Foto: Renate von Mangoldt

Vor den anderen sterben die Freunde. Nun ist auch Rainer G. Schmidt verstorben, einer der bedeutendsten literarischen Übersetzer des Landes. Zudem mein Nachbar und ein guter Freund.

Geboren ist er 1950 in einem saarländischen Dorf, der Vater war Meteorologe. Schmidt wurde Poet und Übersetzer anderer Poeten wie von Rimbaud und vieler Schriftsteller aus dem Englischen und Französischen, lebte aber als städtischer Eremit in Berlin und ist am 9. April 2025 allein verstorben.

Vor gut einem Jahr hat der schon vielfach Preisgekrönte noch den Voß-Übersetzerpreis der Akademie für Sprache und Dichtung erhalten, für seine Übertragungen aus dem Englischen und dem Französischen, deren Liste lang ist, wie bei Wikipedia nachzulesen ist.

Ich selbst achte selten auf den Übersetzer, lese ich ein Buch, doch als ich vor dreizehn Jahren die Lektüre des wunderbaren Romans Rand von André Pieyre de Mandiargues beendet hatte, blätterte ich nach vorn zurück, um mir den Namen des Übersetzers zu merken, las Rainer G. Schmidt und fand das Deutsch dem Französischen kongenial. Seitdem schaue ich immer mal wieder, was dieser Schmidt noch übersetzte.
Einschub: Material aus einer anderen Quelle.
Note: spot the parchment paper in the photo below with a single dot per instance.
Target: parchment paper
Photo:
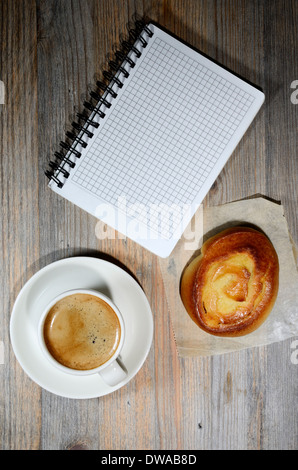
(282, 322)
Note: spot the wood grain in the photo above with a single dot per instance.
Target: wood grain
(50, 53)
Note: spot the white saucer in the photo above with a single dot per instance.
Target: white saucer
(72, 273)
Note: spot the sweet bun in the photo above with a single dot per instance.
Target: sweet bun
(231, 287)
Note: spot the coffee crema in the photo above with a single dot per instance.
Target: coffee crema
(82, 331)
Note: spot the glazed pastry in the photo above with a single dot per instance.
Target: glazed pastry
(231, 287)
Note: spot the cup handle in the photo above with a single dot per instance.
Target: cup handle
(113, 374)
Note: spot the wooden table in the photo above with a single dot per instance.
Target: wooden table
(50, 52)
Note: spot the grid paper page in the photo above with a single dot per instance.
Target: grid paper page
(165, 133)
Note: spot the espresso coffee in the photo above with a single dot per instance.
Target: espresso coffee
(82, 331)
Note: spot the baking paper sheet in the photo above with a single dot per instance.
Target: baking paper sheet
(282, 322)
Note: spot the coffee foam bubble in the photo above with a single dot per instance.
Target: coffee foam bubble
(82, 332)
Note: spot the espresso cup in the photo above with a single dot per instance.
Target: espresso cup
(81, 332)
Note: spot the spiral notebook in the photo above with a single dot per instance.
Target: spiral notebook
(154, 140)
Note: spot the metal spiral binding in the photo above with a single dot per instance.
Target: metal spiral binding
(65, 159)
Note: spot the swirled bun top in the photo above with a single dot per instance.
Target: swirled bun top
(231, 287)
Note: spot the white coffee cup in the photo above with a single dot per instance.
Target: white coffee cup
(112, 371)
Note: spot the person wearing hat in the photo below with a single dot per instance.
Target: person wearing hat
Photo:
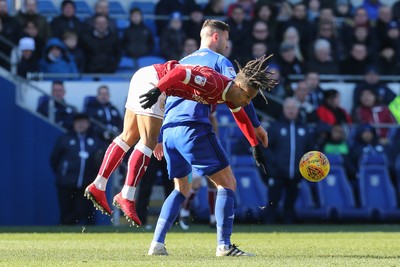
(172, 38)
(66, 21)
(74, 161)
(28, 62)
(287, 60)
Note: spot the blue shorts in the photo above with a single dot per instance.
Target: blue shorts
(192, 144)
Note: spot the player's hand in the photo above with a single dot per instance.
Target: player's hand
(158, 151)
(259, 157)
(148, 99)
(261, 135)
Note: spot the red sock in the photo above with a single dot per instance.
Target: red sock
(137, 164)
(113, 157)
(188, 201)
(212, 194)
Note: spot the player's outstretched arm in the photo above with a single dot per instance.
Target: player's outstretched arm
(245, 125)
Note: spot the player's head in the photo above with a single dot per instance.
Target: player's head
(251, 79)
(214, 34)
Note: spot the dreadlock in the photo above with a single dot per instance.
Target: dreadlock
(254, 75)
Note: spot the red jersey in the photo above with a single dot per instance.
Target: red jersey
(204, 85)
(198, 83)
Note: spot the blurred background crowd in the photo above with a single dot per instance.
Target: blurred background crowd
(312, 40)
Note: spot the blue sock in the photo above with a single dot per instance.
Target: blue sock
(168, 214)
(224, 214)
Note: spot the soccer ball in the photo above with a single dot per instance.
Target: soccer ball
(314, 166)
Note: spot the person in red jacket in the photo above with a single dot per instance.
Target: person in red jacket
(371, 112)
(330, 112)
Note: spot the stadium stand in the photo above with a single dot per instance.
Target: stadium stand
(149, 60)
(376, 189)
(335, 193)
(116, 10)
(146, 7)
(83, 10)
(47, 8)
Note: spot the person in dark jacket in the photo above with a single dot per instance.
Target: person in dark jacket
(289, 139)
(172, 38)
(28, 61)
(66, 21)
(74, 161)
(29, 12)
(9, 29)
(137, 39)
(103, 111)
(101, 47)
(55, 108)
(56, 58)
(330, 111)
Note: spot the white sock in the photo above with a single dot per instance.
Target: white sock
(184, 213)
(212, 219)
(128, 192)
(100, 182)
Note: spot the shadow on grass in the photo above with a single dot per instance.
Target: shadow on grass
(201, 228)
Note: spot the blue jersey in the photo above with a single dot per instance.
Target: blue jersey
(180, 110)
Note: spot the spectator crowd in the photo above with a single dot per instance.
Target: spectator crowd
(309, 38)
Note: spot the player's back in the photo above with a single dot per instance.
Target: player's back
(180, 110)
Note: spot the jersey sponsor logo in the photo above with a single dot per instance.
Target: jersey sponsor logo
(200, 80)
(199, 99)
(232, 71)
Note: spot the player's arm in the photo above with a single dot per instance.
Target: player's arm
(245, 125)
(188, 82)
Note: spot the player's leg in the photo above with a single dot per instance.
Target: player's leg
(211, 197)
(208, 156)
(112, 159)
(184, 215)
(149, 129)
(172, 204)
(169, 213)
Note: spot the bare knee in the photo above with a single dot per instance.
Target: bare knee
(224, 179)
(183, 186)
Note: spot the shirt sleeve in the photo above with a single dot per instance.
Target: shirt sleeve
(196, 83)
(244, 123)
(228, 70)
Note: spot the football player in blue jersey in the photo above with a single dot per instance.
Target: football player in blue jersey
(189, 141)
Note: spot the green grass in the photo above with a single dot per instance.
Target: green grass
(303, 245)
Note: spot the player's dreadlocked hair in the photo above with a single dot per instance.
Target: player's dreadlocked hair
(254, 75)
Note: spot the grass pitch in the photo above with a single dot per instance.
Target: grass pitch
(303, 245)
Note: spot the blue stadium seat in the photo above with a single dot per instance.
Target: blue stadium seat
(374, 159)
(335, 159)
(127, 63)
(116, 10)
(306, 210)
(377, 192)
(335, 193)
(152, 25)
(147, 7)
(149, 60)
(397, 176)
(83, 10)
(47, 8)
(251, 194)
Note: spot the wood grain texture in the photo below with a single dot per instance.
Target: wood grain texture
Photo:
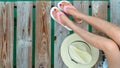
(24, 34)
(42, 47)
(59, 35)
(99, 9)
(82, 7)
(115, 12)
(6, 35)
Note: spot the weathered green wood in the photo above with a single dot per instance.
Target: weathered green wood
(42, 47)
(99, 9)
(6, 35)
(115, 12)
(24, 34)
(59, 35)
(83, 7)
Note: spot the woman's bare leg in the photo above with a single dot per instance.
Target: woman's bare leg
(110, 48)
(111, 30)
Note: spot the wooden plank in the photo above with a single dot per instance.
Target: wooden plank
(42, 47)
(24, 34)
(83, 7)
(99, 9)
(59, 35)
(115, 13)
(6, 35)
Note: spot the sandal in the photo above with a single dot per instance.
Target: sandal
(58, 15)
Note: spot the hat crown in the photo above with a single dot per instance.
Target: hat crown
(80, 52)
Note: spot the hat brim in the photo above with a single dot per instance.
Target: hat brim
(66, 58)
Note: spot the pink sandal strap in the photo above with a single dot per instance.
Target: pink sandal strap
(68, 6)
(58, 16)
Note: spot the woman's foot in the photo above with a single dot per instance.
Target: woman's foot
(69, 9)
(59, 16)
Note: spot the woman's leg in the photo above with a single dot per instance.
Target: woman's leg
(111, 30)
(110, 48)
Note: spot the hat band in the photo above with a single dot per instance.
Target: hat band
(69, 51)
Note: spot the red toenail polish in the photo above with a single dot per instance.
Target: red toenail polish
(60, 4)
(54, 9)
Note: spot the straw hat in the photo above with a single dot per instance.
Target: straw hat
(77, 53)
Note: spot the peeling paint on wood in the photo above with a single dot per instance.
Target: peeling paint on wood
(24, 35)
(59, 33)
(6, 35)
(42, 47)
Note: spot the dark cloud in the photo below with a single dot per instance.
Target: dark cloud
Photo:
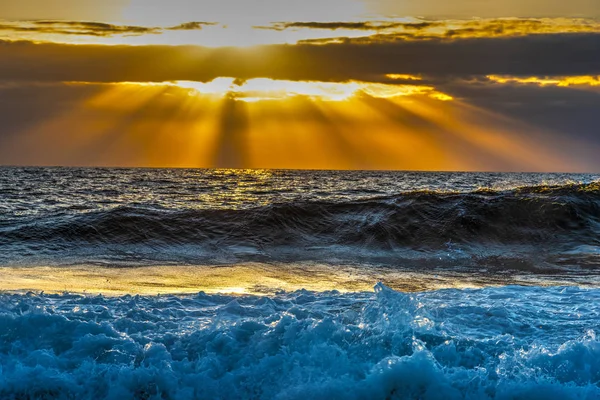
(55, 124)
(451, 28)
(191, 26)
(89, 28)
(435, 59)
(92, 28)
(364, 26)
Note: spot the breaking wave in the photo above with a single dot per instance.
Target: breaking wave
(540, 215)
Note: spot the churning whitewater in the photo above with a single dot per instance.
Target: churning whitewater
(494, 343)
(490, 287)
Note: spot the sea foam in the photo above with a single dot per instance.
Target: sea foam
(494, 343)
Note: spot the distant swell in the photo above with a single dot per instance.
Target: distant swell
(417, 220)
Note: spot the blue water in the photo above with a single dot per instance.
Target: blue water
(490, 285)
(495, 343)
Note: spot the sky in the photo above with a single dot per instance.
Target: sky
(505, 85)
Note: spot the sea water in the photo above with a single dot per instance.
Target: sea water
(179, 284)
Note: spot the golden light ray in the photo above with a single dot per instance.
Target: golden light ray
(278, 124)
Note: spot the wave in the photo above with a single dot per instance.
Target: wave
(494, 343)
(539, 215)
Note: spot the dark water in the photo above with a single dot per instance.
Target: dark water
(482, 224)
(527, 245)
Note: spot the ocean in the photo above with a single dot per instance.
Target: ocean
(229, 284)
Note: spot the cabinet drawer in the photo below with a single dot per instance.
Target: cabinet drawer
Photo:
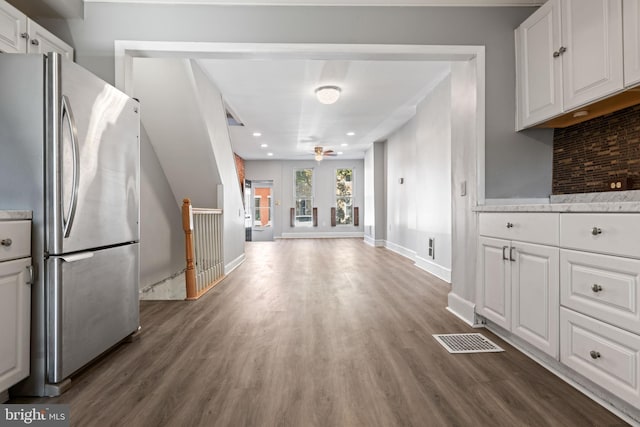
(528, 227)
(615, 234)
(601, 286)
(606, 355)
(16, 239)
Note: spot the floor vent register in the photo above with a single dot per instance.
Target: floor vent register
(467, 343)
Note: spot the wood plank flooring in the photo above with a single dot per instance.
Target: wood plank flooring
(327, 332)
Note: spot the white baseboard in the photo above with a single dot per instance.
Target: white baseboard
(171, 288)
(378, 243)
(401, 250)
(433, 268)
(323, 235)
(461, 308)
(228, 268)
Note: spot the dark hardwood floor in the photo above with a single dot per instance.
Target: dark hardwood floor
(327, 332)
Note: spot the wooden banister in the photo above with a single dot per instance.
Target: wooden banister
(190, 272)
Und ich traf ihn ab und zu im legendären Charlottenburger Gasthaus „Lentz“ oder im Literarischen Colloquium am Wannsee, freundete mich mit ihm an.
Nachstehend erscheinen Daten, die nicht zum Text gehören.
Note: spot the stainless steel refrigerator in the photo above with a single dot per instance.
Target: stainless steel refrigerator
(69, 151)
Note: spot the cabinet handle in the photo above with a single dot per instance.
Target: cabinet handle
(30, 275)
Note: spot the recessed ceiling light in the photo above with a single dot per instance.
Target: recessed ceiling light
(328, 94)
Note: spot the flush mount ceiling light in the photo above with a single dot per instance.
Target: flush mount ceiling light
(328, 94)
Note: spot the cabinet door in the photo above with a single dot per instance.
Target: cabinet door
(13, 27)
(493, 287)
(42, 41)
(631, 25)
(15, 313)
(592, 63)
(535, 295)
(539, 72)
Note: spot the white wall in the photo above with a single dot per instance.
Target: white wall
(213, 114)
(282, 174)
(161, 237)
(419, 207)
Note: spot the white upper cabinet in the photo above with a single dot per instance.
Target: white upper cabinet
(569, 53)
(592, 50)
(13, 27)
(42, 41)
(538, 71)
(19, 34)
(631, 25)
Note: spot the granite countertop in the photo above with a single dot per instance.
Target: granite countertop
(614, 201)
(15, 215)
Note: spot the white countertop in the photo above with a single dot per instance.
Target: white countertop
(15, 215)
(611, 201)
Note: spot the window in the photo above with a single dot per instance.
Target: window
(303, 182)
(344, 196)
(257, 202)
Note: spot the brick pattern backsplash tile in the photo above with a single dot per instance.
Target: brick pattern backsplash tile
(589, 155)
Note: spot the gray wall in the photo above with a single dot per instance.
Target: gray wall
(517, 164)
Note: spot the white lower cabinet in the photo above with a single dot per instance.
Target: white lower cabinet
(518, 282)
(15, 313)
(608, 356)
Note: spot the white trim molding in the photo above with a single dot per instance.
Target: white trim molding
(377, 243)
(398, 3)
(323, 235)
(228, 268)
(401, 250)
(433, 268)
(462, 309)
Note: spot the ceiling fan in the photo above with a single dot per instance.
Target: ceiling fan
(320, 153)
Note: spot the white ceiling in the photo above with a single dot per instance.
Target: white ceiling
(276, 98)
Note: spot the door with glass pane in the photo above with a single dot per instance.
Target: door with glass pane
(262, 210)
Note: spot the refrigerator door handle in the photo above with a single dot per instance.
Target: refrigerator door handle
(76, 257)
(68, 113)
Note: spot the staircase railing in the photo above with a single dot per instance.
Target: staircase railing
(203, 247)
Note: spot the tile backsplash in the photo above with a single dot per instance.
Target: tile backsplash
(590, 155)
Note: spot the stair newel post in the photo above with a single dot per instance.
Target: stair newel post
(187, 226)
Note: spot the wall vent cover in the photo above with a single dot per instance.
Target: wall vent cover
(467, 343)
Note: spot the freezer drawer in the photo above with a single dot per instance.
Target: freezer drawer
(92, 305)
Er schlurfte in seiner einzigartigen Art zu flanieren durch den äußersten Westen Berlins, wo er lange am Nikolassee gehaust hat und die dortige Rehwiese durchstreifte. Er ist aber kein zartes Reh, auch kein Schlappengraf wie jener legendäre Flaneur von Baden-Baden gewesen. Er war wie so viele literarischen Geister ein solitärer Flaneur, der mir zu einem unverzichtbaren Freund wurde, nicht nur weil ich mit ihm wie mit niemand anderem über Dichtung sprechen konnte. Freitags briet er sich stets einen Fisch, den er auf dem Markt im Berliner Westend erwarb, mal eine Maräne, mal eine Brasse, kannte sich halt nicht nur in der Sprache der Engländer und Franzosen aus, sondern auch in der Welt der Fische.
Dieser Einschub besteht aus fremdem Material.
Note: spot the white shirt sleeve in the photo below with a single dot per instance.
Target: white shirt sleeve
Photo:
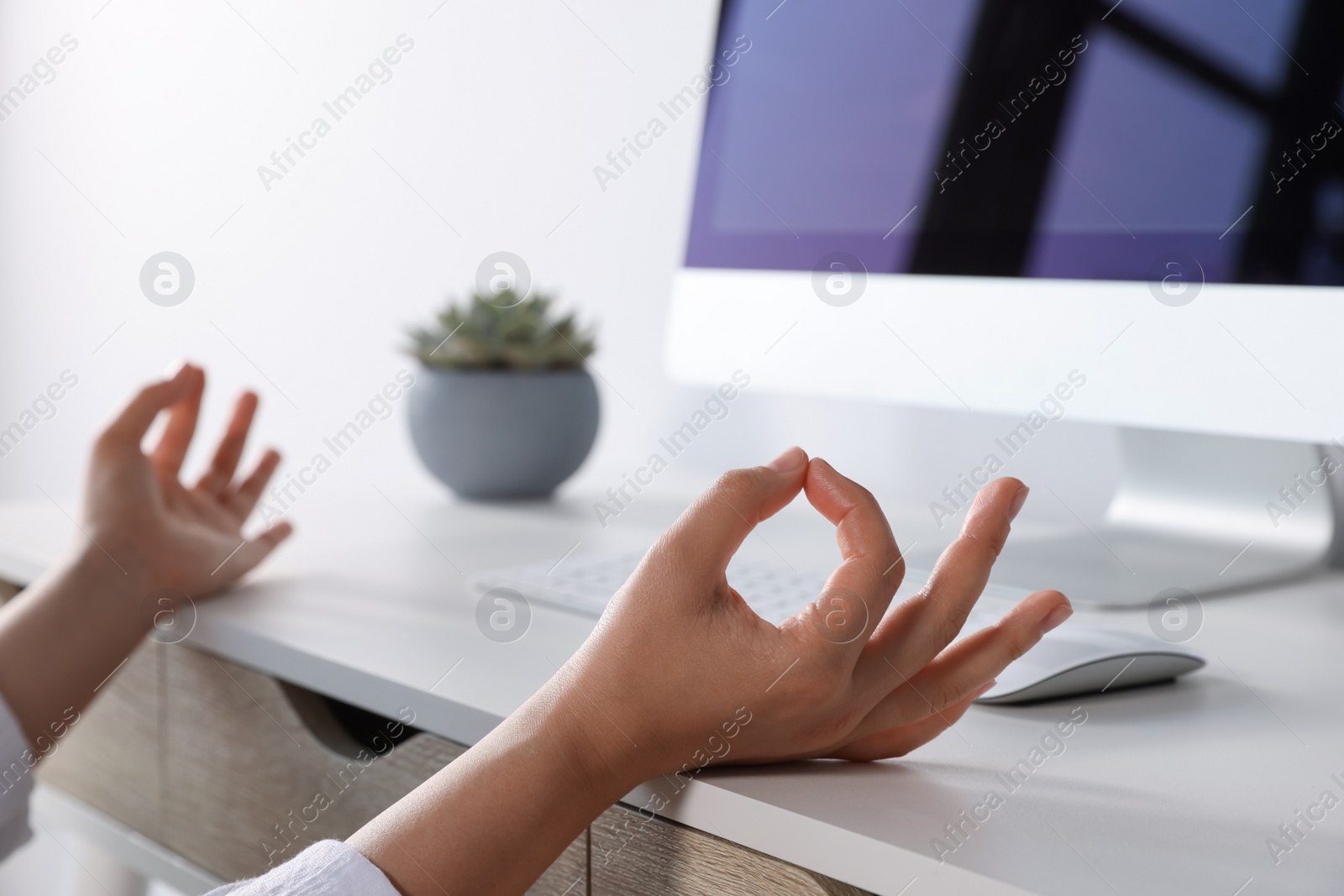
(327, 868)
(17, 762)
Angefangen zu übersetzen hat er, der auch selbst Lyrik verfasst hat – wie den Gedichtband Der Fall Schnee – wenn man Wikipedia mal glauben kann, um 1970, da war Schmidt gerade einmal zwanzig Jahre jung. Gleich das erste Vorhaben war ein gewagtes, eine Herausforderung, denn er übersetzte zusammen mit Hans Therre Prosa und Lyrik von Arthur Rimbaud. Und da stellte sich schon die Frage der Fragen eines jeden Übersetzers: Überträgt man einen Satz, indem man eng am originalen Wortlaut bleibt, oder erlaubt man sich die Freiheiten einer Nachdichtung? In der dann die Fantasie bisweilen über das Original obsiegt. Was leicht zu einem Lost in Translation führen kann.

Schmidts Übersetzung Rimbauds erregte Aufsehen, Bewunderung und radikale Ablehnung, die FAZ sah Dilettanten am Werk, für andere war sie genial, und sie begründete seinen Ruf. Dabei war sie auch eine spätpubertäre Provokation. Von so manchem Rimbaudgedicht blieb vom Wort des Dichters nichts übrig, Schmidt machte sich eigene Verse auf die des anderen. Über seinen damaligen Übermut konnte sich Schmidt bis kurz vor seinem Tod noch köstlich amüsieren. 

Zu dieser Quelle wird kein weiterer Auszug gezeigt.